Pull as much medial breast tissue as possible onto the IR, and rotate the patients head away from the affected side. Inform the patient that compression of the breast will be used, slowly apply compression until the breast feels taut. A quadrant compression paddle is used because it allows better compression of the cleavage area and allows more of the area of interest to be pulled into the imaging area. Instruct the patient to indicate when the compression becomes uncomfortable. When full compression is achieved, make the Exposure and release breast compression immediately.

Technical factors : IMAGE RECEPTOR : 8 x 10 inch ( 18 x 24 cm ) OR 10 x 12 inch ( 24 x 30 cm ) CENTRAL RAY : Perpendicular to either the area of interest or the centered cleavage. FACTORS : kVp :30-40 mAs :150-300 STRUCURES SHOWN : This projection shows lesions located in the deep posteromedial aspect of the breast.

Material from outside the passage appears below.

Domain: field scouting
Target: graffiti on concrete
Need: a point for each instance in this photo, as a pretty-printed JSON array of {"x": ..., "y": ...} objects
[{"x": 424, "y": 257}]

Evaluation criteria : The following should be clearly shown : Area of interest over the central portion of the IR with cleavage slightly off-centered or with cleavage centered to the IR and manual technique selected. Deep medial tissue of affected breast. All medial tissue included, as shown by the visualization of medial retroglandular fat and absence of any fibroglandular tissue extending to posteromedial edge of imaged breasts. Uniform tissue exposure if compression is adequate.

Reference : MERRIL’S ATLAS OF RADIOGRAPHIC POSITIONING AND PROCEDURES.